Мужчина снова остановился и теперь уже удивленно посмотрел на Ирину.
— Почему? Он редкий специалист, прекрасный ученый.
— Наверное, не стану спорить. Но вот человек он нехороший. Вы видели, как он на меня смотрел? — она высокомерно, прямо как Некрасов, посмотрела на Витвицкого и передразнила: — «Ириша»!
Психолог смолчал, но по всему было видно, что такой разговор об учителе и коллеге ему неприятен.
— Я очень хорошо знаю этот взгляд, Виталий, — закончила девушка.
— И что же это за взгляд?
— Так смотрят на женщину, когда ее хотят… — предельно откровенно ответила Ирина.
* * *
За окнами кабинета заместителя Министра внутренних дел СССР тоже стемнело. Планы генерала разбежаться с полковником каждый по своим делам, чтобы вечером посидеть в семейной обстановке, рассыпались в прах. Ковалев докладывал подробно: чем больше он говорил, тем больше возникало вопросов. Беседа, которую Владимир Панкратович предполагал закончить минут в тридцать, растянулась на часы.
Ковалев ходил по кабинету. Он злился, краснел, потел и давно уже плюнул на субординацию: его полковничий китель висел на спинке кресла. Владимир Панкратович слушал мужчину внимательно.

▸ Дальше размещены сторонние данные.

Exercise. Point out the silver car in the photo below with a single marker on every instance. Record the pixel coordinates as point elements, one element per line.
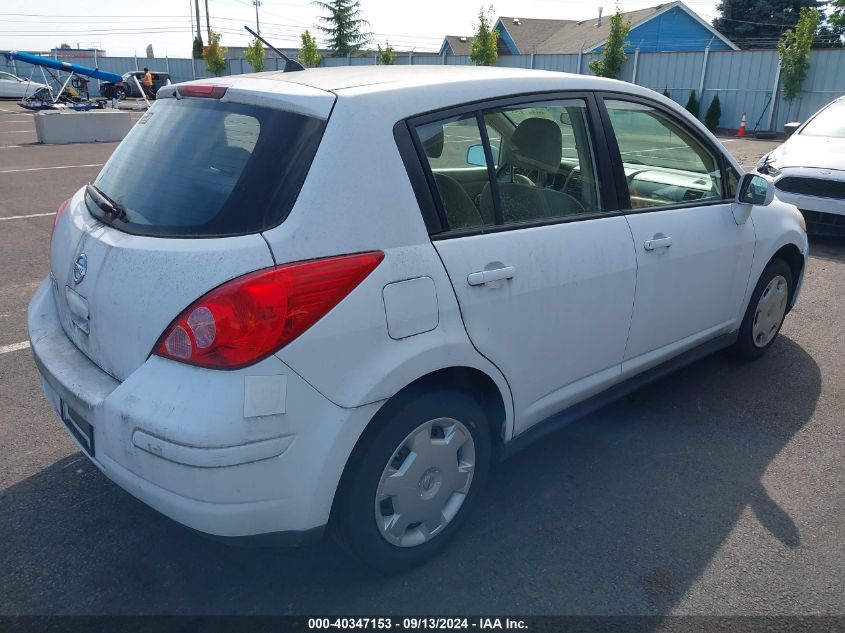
<point>809,169</point>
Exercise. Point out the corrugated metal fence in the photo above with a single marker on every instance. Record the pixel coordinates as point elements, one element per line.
<point>744,80</point>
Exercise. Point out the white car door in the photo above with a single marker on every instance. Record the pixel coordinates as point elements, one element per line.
<point>693,260</point>
<point>544,278</point>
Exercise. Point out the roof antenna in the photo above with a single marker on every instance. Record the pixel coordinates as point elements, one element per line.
<point>290,65</point>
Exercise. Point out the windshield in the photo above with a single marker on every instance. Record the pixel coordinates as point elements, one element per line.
<point>828,122</point>
<point>205,168</point>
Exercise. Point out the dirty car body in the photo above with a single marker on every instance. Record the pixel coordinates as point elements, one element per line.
<point>333,297</point>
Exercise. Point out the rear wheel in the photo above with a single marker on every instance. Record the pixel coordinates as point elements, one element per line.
<point>766,310</point>
<point>409,489</point>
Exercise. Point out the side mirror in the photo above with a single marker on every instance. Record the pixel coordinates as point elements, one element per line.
<point>754,190</point>
<point>475,155</point>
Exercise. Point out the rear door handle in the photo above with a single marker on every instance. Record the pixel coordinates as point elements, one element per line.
<point>658,242</point>
<point>485,276</point>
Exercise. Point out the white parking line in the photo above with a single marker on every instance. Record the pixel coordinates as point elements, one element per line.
<point>14,347</point>
<point>14,171</point>
<point>31,215</point>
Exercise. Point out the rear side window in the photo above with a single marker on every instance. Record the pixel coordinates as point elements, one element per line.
<point>542,157</point>
<point>206,168</point>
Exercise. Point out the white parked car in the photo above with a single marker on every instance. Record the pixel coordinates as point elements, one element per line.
<point>338,296</point>
<point>14,87</point>
<point>809,169</point>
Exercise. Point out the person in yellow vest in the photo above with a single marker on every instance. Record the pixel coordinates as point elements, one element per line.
<point>147,84</point>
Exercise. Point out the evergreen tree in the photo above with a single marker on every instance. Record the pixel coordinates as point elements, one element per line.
<point>485,44</point>
<point>308,55</point>
<point>794,52</point>
<point>613,55</point>
<point>386,56</point>
<point>215,55</point>
<point>714,113</point>
<point>759,23</point>
<point>693,107</point>
<point>832,32</point>
<point>343,26</point>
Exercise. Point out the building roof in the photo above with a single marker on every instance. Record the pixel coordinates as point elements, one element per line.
<point>555,37</point>
<point>459,44</point>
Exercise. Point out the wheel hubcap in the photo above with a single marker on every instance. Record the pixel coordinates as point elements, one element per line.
<point>425,482</point>
<point>771,309</point>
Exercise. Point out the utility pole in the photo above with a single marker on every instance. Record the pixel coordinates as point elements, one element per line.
<point>257,4</point>
<point>199,28</point>
<point>208,21</point>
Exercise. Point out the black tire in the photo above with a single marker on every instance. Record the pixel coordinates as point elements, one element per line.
<point>354,520</point>
<point>745,347</point>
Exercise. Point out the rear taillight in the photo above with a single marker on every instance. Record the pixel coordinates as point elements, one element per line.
<point>59,211</point>
<point>249,318</point>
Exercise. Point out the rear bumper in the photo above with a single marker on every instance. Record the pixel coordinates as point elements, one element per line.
<point>177,438</point>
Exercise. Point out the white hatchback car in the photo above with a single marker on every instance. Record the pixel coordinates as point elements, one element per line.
<point>336,297</point>
<point>809,169</point>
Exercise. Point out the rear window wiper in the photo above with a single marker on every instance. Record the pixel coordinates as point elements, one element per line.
<point>109,206</point>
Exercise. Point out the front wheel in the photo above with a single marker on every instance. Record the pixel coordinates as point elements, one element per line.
<point>766,310</point>
<point>413,483</point>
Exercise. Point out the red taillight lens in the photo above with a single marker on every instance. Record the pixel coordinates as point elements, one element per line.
<point>249,318</point>
<point>59,211</point>
<point>208,91</point>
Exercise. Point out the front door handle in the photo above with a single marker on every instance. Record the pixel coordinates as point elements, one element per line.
<point>657,242</point>
<point>485,276</point>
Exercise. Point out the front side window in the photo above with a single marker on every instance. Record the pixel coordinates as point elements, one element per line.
<point>664,164</point>
<point>542,158</point>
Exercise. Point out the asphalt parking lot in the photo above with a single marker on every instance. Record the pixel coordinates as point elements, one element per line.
<point>718,490</point>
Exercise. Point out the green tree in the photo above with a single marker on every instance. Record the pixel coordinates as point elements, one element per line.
<point>714,114</point>
<point>693,107</point>
<point>794,52</point>
<point>832,31</point>
<point>344,28</point>
<point>485,44</point>
<point>308,55</point>
<point>759,23</point>
<point>386,56</point>
<point>613,55</point>
<point>215,55</point>
<point>254,54</point>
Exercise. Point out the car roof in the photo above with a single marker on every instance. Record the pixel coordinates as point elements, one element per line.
<point>399,92</point>
<point>380,78</point>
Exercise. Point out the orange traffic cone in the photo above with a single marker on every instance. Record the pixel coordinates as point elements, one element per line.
<point>741,130</point>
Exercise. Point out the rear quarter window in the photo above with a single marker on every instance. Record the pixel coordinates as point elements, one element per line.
<point>207,168</point>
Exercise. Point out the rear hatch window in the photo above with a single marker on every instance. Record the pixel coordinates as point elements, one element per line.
<point>196,167</point>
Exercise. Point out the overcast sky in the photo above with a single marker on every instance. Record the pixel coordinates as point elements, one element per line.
<point>127,26</point>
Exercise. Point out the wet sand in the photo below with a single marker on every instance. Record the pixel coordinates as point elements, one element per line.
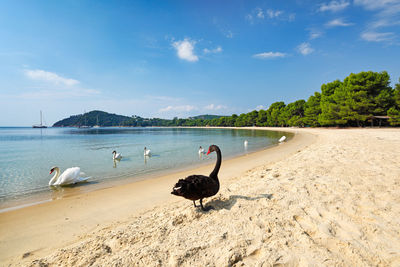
<point>327,197</point>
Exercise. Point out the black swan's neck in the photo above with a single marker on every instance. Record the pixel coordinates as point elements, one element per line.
<point>214,173</point>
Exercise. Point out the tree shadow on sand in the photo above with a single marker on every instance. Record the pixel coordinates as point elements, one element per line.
<point>227,204</point>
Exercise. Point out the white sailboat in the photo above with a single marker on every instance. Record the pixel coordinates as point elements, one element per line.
<point>97,124</point>
<point>41,123</point>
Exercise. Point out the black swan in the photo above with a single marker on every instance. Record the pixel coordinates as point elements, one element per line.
<point>196,187</point>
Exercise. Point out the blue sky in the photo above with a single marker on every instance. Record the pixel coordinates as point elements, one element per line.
<point>184,58</point>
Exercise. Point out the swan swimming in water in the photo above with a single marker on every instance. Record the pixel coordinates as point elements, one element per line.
<point>69,176</point>
<point>116,156</point>
<point>201,150</point>
<point>146,152</point>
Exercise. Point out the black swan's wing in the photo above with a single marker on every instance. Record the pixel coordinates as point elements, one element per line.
<point>195,187</point>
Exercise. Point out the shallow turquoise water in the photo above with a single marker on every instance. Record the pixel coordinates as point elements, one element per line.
<point>26,154</point>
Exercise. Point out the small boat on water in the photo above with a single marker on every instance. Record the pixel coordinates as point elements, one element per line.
<point>41,123</point>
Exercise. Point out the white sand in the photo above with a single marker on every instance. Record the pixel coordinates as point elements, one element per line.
<point>334,202</point>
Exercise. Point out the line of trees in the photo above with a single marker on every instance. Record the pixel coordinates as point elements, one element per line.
<point>355,101</point>
<point>358,100</point>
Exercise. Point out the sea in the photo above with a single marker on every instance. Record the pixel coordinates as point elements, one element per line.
<point>27,155</point>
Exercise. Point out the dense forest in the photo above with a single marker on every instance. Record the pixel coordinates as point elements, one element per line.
<point>92,118</point>
<point>361,99</point>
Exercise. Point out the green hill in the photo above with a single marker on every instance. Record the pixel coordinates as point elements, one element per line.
<point>205,117</point>
<point>92,118</point>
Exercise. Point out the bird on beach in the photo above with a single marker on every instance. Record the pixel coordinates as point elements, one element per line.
<point>195,187</point>
<point>116,156</point>
<point>68,177</point>
<point>146,152</point>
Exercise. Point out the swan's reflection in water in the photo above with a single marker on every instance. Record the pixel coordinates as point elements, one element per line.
<point>59,192</point>
<point>115,162</point>
<point>146,157</point>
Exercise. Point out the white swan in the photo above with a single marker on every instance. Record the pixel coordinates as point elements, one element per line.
<point>116,155</point>
<point>147,152</point>
<point>69,176</point>
<point>201,150</point>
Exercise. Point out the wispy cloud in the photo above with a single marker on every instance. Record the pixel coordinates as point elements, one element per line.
<point>376,4</point>
<point>305,49</point>
<point>258,15</point>
<point>179,108</point>
<point>259,107</point>
<point>387,15</point>
<point>314,34</point>
<point>274,13</point>
<point>270,55</point>
<point>338,23</point>
<point>185,50</point>
<point>228,34</point>
<point>333,6</point>
<point>377,36</point>
<point>59,94</point>
<point>50,77</point>
<point>216,50</point>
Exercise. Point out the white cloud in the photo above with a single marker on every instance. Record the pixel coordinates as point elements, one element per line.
<point>212,51</point>
<point>215,107</point>
<point>50,77</point>
<point>260,13</point>
<point>259,107</point>
<point>269,55</point>
<point>249,18</point>
<point>338,23</point>
<point>314,34</point>
<point>181,108</point>
<point>229,34</point>
<point>375,4</point>
<point>377,36</point>
<point>59,94</point>
<point>334,6</point>
<point>387,15</point>
<point>305,49</point>
<point>274,13</point>
<point>184,50</point>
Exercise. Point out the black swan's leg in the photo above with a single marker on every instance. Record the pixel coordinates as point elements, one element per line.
<point>205,209</point>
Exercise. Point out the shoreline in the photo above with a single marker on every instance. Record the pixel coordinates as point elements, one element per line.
<point>25,200</point>
<point>53,224</point>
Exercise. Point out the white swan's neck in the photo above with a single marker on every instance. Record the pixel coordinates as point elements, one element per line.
<point>55,177</point>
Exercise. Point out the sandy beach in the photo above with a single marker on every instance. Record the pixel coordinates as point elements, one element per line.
<point>327,197</point>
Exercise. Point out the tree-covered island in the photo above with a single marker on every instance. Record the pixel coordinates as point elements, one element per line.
<point>361,99</point>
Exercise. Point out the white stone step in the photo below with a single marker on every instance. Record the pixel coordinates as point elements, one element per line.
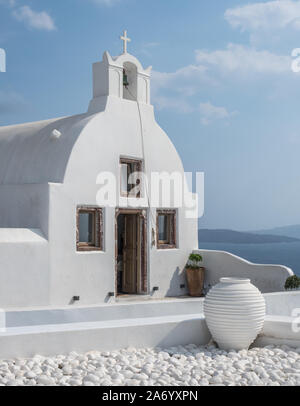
<point>164,331</point>
<point>152,323</point>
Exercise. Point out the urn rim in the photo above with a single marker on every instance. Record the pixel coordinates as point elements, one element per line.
<point>235,280</point>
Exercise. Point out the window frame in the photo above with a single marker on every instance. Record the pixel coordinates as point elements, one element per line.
<point>97,244</point>
<point>171,243</point>
<point>139,164</point>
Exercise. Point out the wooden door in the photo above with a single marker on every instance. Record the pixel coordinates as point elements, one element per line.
<point>130,254</point>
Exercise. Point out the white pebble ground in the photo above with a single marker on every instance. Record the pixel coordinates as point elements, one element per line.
<point>183,365</point>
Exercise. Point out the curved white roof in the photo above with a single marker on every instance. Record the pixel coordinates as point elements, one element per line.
<point>28,153</point>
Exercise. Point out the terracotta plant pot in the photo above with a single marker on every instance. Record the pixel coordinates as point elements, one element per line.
<point>195,279</point>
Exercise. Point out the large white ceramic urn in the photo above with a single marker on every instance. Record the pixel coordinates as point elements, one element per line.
<point>235,312</point>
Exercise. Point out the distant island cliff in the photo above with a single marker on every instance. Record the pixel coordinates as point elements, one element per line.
<point>239,237</point>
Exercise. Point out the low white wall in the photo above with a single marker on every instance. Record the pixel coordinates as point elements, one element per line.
<point>24,272</point>
<point>282,303</point>
<point>267,278</point>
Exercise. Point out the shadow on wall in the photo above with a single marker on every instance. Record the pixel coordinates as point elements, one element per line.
<point>187,332</point>
<point>178,278</point>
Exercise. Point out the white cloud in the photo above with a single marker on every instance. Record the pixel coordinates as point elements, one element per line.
<point>105,2</point>
<point>33,19</point>
<point>177,80</point>
<point>241,59</point>
<point>210,113</point>
<point>269,15</point>
<point>9,3</point>
<point>172,103</point>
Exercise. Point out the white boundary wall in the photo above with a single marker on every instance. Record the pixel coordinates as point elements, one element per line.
<point>267,278</point>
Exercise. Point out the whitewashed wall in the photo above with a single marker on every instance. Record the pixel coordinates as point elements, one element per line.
<point>267,278</point>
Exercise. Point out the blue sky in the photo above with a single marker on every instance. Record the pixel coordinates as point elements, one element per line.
<point>222,87</point>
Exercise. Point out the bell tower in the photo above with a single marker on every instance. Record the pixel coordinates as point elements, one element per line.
<point>123,77</point>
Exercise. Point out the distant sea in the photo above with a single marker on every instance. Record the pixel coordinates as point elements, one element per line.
<point>272,253</point>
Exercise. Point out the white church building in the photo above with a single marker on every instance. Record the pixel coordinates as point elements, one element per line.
<point>59,245</point>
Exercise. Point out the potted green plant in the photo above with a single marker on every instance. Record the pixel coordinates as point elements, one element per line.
<point>195,275</point>
<point>292,282</point>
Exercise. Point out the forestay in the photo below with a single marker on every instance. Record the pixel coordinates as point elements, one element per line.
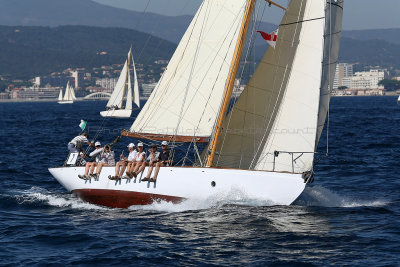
<point>333,30</point>
<point>188,96</point>
<point>278,110</point>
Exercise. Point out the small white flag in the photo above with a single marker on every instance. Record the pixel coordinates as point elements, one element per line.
<point>82,125</point>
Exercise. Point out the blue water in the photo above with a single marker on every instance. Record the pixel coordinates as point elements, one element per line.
<point>349,216</point>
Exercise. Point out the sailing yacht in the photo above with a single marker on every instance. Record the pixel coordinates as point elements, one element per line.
<point>123,90</point>
<point>263,144</point>
<point>69,96</point>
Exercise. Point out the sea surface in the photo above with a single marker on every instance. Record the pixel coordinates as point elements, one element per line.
<point>350,215</point>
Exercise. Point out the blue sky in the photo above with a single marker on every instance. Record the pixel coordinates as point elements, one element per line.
<point>358,14</point>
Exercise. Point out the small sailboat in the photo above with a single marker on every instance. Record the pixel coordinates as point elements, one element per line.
<point>263,145</point>
<point>69,96</point>
<point>123,90</point>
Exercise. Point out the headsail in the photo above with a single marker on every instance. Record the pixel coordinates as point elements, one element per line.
<point>128,105</point>
<point>118,93</point>
<point>333,30</point>
<point>67,96</point>
<point>136,96</point>
<point>60,95</point>
<point>188,96</point>
<point>278,110</point>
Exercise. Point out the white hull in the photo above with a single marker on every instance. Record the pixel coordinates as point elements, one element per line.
<point>66,102</point>
<point>120,113</point>
<point>178,183</point>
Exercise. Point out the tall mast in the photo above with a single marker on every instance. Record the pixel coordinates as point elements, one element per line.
<point>231,79</point>
<point>127,73</point>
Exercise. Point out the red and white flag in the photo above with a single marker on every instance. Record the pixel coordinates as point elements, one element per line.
<point>270,38</point>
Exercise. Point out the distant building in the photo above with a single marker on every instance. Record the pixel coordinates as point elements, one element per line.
<point>79,77</point>
<point>367,80</point>
<point>147,89</point>
<point>108,83</point>
<point>343,72</point>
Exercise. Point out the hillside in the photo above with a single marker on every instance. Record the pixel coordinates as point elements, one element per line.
<point>29,51</point>
<point>86,12</point>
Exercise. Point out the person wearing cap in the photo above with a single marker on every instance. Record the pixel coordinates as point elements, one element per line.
<point>124,162</point>
<point>91,165</point>
<point>165,159</point>
<point>152,160</point>
<point>139,160</point>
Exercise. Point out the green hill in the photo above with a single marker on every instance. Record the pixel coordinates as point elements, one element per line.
<point>29,51</point>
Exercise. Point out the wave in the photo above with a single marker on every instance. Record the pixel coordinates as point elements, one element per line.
<point>323,197</point>
<point>37,195</point>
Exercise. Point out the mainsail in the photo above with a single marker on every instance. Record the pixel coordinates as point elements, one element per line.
<point>118,93</point>
<point>187,99</point>
<point>124,80</point>
<point>68,96</point>
<point>60,95</point>
<point>273,125</point>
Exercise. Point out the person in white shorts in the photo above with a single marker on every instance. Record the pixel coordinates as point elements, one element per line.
<point>152,160</point>
<point>124,162</point>
<point>140,159</point>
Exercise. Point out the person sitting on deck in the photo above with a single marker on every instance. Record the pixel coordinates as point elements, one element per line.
<point>165,160</point>
<point>107,159</point>
<point>91,165</point>
<point>152,160</point>
<point>96,157</point>
<point>124,162</point>
<point>140,163</point>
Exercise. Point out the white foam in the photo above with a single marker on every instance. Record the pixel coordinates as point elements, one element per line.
<point>235,196</point>
<point>40,195</point>
<point>320,196</point>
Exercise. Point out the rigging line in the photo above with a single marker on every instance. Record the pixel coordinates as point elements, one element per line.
<point>249,49</point>
<point>163,91</point>
<point>274,111</point>
<point>329,77</point>
<point>150,100</point>
<point>302,21</point>
<point>106,118</point>
<point>207,14</point>
<point>216,79</point>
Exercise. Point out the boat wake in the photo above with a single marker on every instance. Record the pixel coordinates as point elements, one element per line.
<point>37,195</point>
<point>323,197</point>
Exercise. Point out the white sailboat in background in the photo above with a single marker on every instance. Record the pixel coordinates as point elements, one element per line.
<point>123,90</point>
<point>262,147</point>
<point>69,96</point>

— …Вот и выходит, дядя Володя, что какой-то… я даже не знаю, как это назвать… слов цензурных нет! Саботаж, что ли? Стопроцентное дело разваливать — ну когда такое было?! — закончил изливать душу Ковалев.
— А оно прямо вот стопроцентное? — внимательно поглядел на него собеседник.
— Ну! Блядь, дядя Володя, — в запале выпалил Ковалев, забыв не только о субординации, но и о приличиях, — ну я что, пацан, что ли, сопливый?
— Ты не блямкай мне тут! — осадил его Владимир Панкратович. — Сядь! У меня от тебя уже в глазах рябит.
Мужчина не стал спорить, почуяв, что малость перегнул палку, послушно сел.